Flashlight Firmware Repository

ToyKeeper · June 2, 2019, 3:00am

Warning: Long post, lots of complaining, totally safe to skip.

It seems like git has all the right tools, or at least most of the right tools, but its interface design (and resulting cultural norms) could use some work.

Normally the way I work is… branch off the trunk so I have a dev area to work in. Hack code there for as long as it takes. Sometimes this is an hour, sometimes it’s a few months. Sometimes I merge upstream changes into my branch along the way, especially if it’s a long-lived branch. Then when it’s all done and fully tested, merge it back into trunk. Typically I then move the old working tree into an “old” or “merged” directory, because it often has extra files in it which aren’t and shouldn’t be committed into the repository itself. For example, notes from clients, todo lists for that specific branch, intermediate calculations and scripts, measurements, IDE clutter, etc. I don’t want to delete those files, but I don’t want them in the actual repository either.

And there are often quite a few of these branches being developed simultaneously. I tend to have some shells, editors, and maybe other things open for each one, and I usually leave that stuff open until the branch is merged and ready to be archived.

Any time I need to compare branches, it’s trivial. Standard filesystem tools can be used… whatever tools I like. And the actual process of creating branches is simple too; simply copying a branch creates a new one. Every copy is its own branch, and its directory name is the branch name.

The default behavior in git is all wrong for this type of workflow. And more generally, the interface is a bit unintuitive.

For starters, that first step (creating a branch) isn’t done with the “branch” command.

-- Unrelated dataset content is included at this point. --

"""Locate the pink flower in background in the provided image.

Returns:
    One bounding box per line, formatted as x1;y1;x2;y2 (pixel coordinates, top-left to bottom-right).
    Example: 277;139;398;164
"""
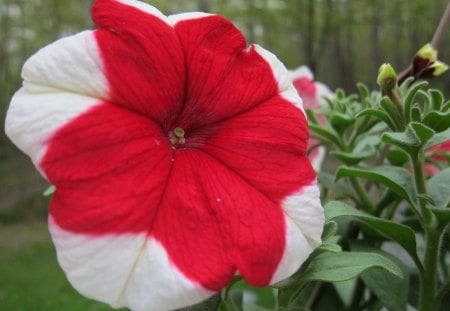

It’s “git checkout -b”. That’s simple enough though. The branch command isn’t for switching branches, it’s mostly used for listing branches and deleting old ones. The checkout command is used for creating branches and switching between them.

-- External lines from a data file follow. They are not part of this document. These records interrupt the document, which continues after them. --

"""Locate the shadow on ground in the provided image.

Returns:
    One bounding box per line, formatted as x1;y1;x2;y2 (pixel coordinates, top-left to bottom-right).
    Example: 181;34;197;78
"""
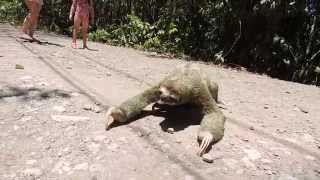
19;37;64;47
0;86;71;100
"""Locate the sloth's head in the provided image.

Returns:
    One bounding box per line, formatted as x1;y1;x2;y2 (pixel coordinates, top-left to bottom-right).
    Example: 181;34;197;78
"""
158;86;182;106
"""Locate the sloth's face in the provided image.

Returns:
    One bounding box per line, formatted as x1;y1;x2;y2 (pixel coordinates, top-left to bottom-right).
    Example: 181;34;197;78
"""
158;86;180;106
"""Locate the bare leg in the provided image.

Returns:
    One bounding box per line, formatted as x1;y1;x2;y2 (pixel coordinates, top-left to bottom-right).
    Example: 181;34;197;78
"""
82;15;89;49
71;14;81;49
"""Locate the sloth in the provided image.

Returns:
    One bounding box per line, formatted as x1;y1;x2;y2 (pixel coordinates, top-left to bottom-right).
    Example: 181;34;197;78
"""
105;64;226;156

When it comes time to merge though, git’s default behavior is to not merge at all. Instead, it pretends the branch never happened, and rewrites history to make it look like all the commits happened on trunk (er, master). … and even though it’s default, it’s a behavior I literally never want. If I want to pretend history was linear, I’ll use the rebase command. (as an aside: Plus, after merging, if I delete the old branch to get it out of the list of active branches, there is no record that the branch ever happened. Even if there was an actual revision for the merge instead of fast-forwarding.)

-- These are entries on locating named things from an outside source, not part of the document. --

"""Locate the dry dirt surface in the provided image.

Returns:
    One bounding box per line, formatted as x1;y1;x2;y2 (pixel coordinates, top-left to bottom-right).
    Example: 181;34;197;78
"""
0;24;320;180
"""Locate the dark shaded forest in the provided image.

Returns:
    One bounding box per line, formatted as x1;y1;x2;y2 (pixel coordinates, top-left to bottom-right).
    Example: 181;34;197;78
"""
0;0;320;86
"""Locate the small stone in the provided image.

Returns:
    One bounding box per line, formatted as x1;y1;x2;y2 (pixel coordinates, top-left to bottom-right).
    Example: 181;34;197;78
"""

So I set a global config option to make “merge” always use the “—no-ff” option. This tells it to do something sane by default instead of fast-forwarding to make it look like history was linear.

But then “git pull” breaks. Oops. Because “pull” is just an alias for “fetch” followed by “merge”, and “merge” has been told not to fast-forward. There is no first-class concept of updating the current branch to match its upstream counterpart; it’s implemented as two separate steps which don’t necessarily have quite the same meaning.

So git eventually implemented a workaround for that. And I put it in my global git config, to make it do something sane without extra options. I set pull to use “—ff” and “—ff-only”. So now it works again.

I’ve tried to override some other defaults too, like setting —no-commit by default during merge, because I want to make sure the tests pass before committing any merges. Merge, test, commit. But I haven’t found a way to make it do that yet. It tries really hard to enforce “merge, commit, test, fix, commit” instead of “merge, test, fix, commit”… and this tends to put broken revisions on the mainline, which is a big no-no.

Oh, and git has no concept of a mainline. So it can’t really tell which revisions were stable, well-tested parts of the trunk, and which were sloppy dev branch versions which are likely to have problems. This breaks the bisection tool, and makes it harder to read the history. In part because of this, it has become the cultural norm in git circles to make sure no one ever commits any broken revisions… even in dev branches. People are expected to do their development and then rewrite history afterward to make sure each individual step works correctly. It creates extra work which shouldn’t be necessary.

Anyway, there’s still the problem of git wanting to keep all the branches in the same directory in the filesystem. This is completely incompatible with my workflow. So I tried making copies for each branch with “git clone”. And then do work in the clones, doing things as normal… but then when it comes time to merge, I discover, oops, those clones don’t count as different branches. Different copies of a branch are treated as being still the same branch. But that’s not too difficult to work around. Instead of just doing a clone, do a clone followed by a “checkout -b” with the same name. Work in clone X, in branch X. Then when it’s time to merge, don’t go back into the original copy… merge clone X branch X into clone X branch master. And then the original copy can fetch updates from the clone and update its head pointer. Kind of awkward.

It’s a bit wasteful having the entire repository copied each time, but that’s okay. Normally I avoid this in bzr by doing “bzr init-repo” in the parent directory, so each branch effectively only has a new working tree without having to duplicate the history data. One parent dir with the metadata, many subdirs where each one is a branch. Pretty simple, straightforward, convenient, and reasonably disk-efficient.

Git finally added something similar, using the “worktree” command. I’ve only just discovered this though, and haven’t had a chance to see how well it works in practice.

The “worktree” feature wasn’t added until ten years after Git was first released. It should have been the default behavior, yet wasn’t available for an entire decade. And from what I’ve seen so far, it’s designed as sort of an afterthought so it’s still a bit awkward to use.

For example, it appears to not use a shared parent directory… instead, one sibling is the primary, and other siblings are kinda just linked back to the primary. Technically, they don’t even have to be siblings; the other working trees can be anywhere on the filesystem. If I understand correctly, the primary needs to know about all the secondaries, and the secondaries each need a link back to the primary. It also appears that one cannot create a branch of a branch this way; each one must be branched off the primary.

Regardless, it seems a lot less awkward than working in a bunch of completely independent clones. It’s just not as coherent or as well integrated as the default branching behavior in bzr. So I’m quite disappointed to see bzr being left to die, because I find it to be a better-designed DVCS tool.

Linus does good work with the kernel… but he really, really should have consulted some user interface designers and VCS / SCM experts during the early phases of creating git.